そのイルカは少し考えているような素振りを見せると、口を開いた。

「場所は分からないけど、カイドウと赤髪の船の場所がやけに近い、って言ってた気がする。」

普通、この海では何もない限り、大きな海賊団同士が近づくことはない。はっきりとした領海は無いが、無駄な争いを避けるためある程度一定の距離を置く。
その距離が近いということは、何かが起こるということだ。

「海が荒れるのは嫌だな。海に住む僕たちは、ただ静かに過ごしたいだけなのに。」

だから今から移動するんだよ。じきにここも荒れる。
そう別のイルカが答えた。

「移動するってどこへ?」

「ずっと遠くさ。名前、早くこちらへ戻っておいで。海に住む僕たちは、君の帰りをずっと待っているんだよ。」

「どういうこと?私は呪われた子と蔑まれたのに...。」

「それは彼らが知らないからさ。君は人魚...「おい」」

突然のローの声に、名前の身体がビクっと反応した。

「じゃあ、僕たちは行くよ。忘れないで、海に住む多くは君の帰りを待っている...。」

それだけを言い残し、パシャンと音を立て、イルカたちは海の中へと戻っていった。

一体どういうことなのか。話が全く繋がらない。分かったことと言えばシャンクスと、カイドウの間に何かが起こるということ。
名前の抱える不安が増した。

「ロー、どうしてここに...。」

「いつまで経っても部屋に戻って来ないからな。」

だから迎えにきたみたいな言い方。もしかして、心配してくれたのだろうか。

「ごめんなさい。」

「...お前は魚と話ができるのか?俺には話しているように見えたが?」

カツン、カツンと音を立てて近づいて来るローから、視線をそらすことが出来ない。本当のことを言うべきか。
先ほどのことも見られていたとなると、ロー相手にこれから先、隠すことはとても難しい。

「私は...っ。」

「とりあえず部屋に戻るぞ。そこで聞く...。ついでに傷の経過も見てやる。」

グイっと引っ張られた腕。シャンクスもいつもこうだった。彼はいつも早く、早く!と少年のような笑顔で急かしてきた。
ローはそれとは対象的でいつも無口だ。
変わらないのは腕をひく力。名前はローに、シャンクスの姿を重ねた。

(何もなかったらいいけど...。)

「ほら、来い。」

「うん...。
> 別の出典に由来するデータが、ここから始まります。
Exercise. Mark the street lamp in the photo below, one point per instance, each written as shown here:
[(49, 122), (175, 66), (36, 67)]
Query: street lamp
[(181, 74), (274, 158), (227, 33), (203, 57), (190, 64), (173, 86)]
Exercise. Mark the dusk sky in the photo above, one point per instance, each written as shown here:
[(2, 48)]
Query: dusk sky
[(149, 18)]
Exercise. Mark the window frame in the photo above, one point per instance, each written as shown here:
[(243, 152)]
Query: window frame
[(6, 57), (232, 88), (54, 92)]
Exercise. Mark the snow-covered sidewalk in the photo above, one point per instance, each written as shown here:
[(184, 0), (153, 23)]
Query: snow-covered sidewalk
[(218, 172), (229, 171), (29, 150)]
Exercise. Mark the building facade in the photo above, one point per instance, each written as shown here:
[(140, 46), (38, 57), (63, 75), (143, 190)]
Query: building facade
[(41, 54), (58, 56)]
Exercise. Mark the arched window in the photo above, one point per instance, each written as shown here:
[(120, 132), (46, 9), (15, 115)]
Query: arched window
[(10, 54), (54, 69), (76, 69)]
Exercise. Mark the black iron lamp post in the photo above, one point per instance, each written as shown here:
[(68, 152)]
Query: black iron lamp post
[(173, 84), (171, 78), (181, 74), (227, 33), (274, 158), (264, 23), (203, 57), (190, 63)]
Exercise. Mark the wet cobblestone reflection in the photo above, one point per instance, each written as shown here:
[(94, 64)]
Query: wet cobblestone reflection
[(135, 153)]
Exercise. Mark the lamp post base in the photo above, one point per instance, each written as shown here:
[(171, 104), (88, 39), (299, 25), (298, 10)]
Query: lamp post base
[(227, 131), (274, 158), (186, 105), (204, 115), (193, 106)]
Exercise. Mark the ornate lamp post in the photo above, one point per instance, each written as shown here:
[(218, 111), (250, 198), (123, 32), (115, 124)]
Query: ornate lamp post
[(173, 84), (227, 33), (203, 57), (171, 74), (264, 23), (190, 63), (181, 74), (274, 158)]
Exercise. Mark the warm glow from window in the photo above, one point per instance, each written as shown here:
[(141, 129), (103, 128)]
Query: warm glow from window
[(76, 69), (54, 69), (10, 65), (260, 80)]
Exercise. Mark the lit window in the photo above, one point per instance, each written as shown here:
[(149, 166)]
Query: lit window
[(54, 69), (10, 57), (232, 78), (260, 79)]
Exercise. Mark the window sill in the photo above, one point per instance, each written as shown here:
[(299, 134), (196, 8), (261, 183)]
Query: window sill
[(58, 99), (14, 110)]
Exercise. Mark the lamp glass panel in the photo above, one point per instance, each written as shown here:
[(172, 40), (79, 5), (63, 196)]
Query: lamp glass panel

」

(シャンクスもみんなも無事でいて。)





船内はみんなが寝静まっているため、とても静かだ。二人の足音だけが響いている。
これからローに、どんな風に説明すればいいのか名前は考えていた。

「ベッドに座れ。」

部屋に着くと、ローの指示。それに従い、名前はベッドのふちに腰をおろす。

「傷口から見る。脱げ。」

「今ここで?」

「当たり前だ。お前のせいで目が覚めて眠れねェ。」

そんな言われ方をすると、脱ぐことを断ることもできない。しかし、脱げと言われても羞恥心が邪魔をする。
いくら傷の経過を見ると言われても、好きな男の前で自ら脱ぐなど簡単にできるものでは無い。

「...遅い。俺を待たせるな。それとも...脱がせて欲しいのか?」

「なっ!違うからっ。」

「ククッ、なら早くしろ。」

こうやっていつもペースを崩される。恥ずかしさはまだあったが、名前は仕方なく自分の服に手をかけた。